We thank I. Polti, J.B. Julian, R. Epstein and A. Bartels for providing imaging and eye-tracking data that were used in the present work. We further thank C.I. Baker and C. Barry for helpful discussions and J.B. Julian and C.I. Baker for comments on an earlier version of this manuscript. This work is supported by the European Research Council (ERC-CoG GEOCOG 724836).

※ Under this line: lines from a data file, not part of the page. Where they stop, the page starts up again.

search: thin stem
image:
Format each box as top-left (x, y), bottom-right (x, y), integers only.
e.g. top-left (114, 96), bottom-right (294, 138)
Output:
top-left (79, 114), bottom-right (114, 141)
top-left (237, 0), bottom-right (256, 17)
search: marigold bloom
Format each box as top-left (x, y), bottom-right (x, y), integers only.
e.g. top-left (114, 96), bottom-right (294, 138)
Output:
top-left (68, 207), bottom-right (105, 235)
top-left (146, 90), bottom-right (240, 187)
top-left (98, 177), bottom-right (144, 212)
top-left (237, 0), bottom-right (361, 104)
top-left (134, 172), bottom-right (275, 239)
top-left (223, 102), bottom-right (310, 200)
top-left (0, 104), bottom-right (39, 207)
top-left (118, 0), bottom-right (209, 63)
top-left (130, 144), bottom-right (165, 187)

C.F.D.’s research is further supported by the Max Planck Society, the Kavli Foundation, the Centre of Excellence scheme of the Research Council of Norway, Centre for Neural Computation (223262/F50), The Egil and Pauline Braathen and Fred Kavli Centre for Cortical Microcircuits and the National Infrastructure scheme of the Research Council of Norway, NORBRAIN (197467/F50).

Author information

Authors and Affiliations

Authors

Contributions

M.F. and M.N. conceptualized the present work, developed the decoding pipeline and analyzed the data with input from C.F.D. M.F. wrote the key model implementation code with help from M.N. M.N. acquired most and analyzed all datasets, visualized the results and wrote the manuscript with help from M.F. M.F., M.N. and C.F.D. discussed the results and contributed to the manuscript. M.F. and M.N. share first authorship. M.N. and C.F.D. share senior authorship.

Corresponding authors

Correspondence to Markus Frey or Matthias Nau.

Ethics declarations

Competing interests

The authors declare no competing interests.

Additional information

Peer review information Nature Neuroscience thanks the anonymous reviewers for their contribution to the peer review of this work.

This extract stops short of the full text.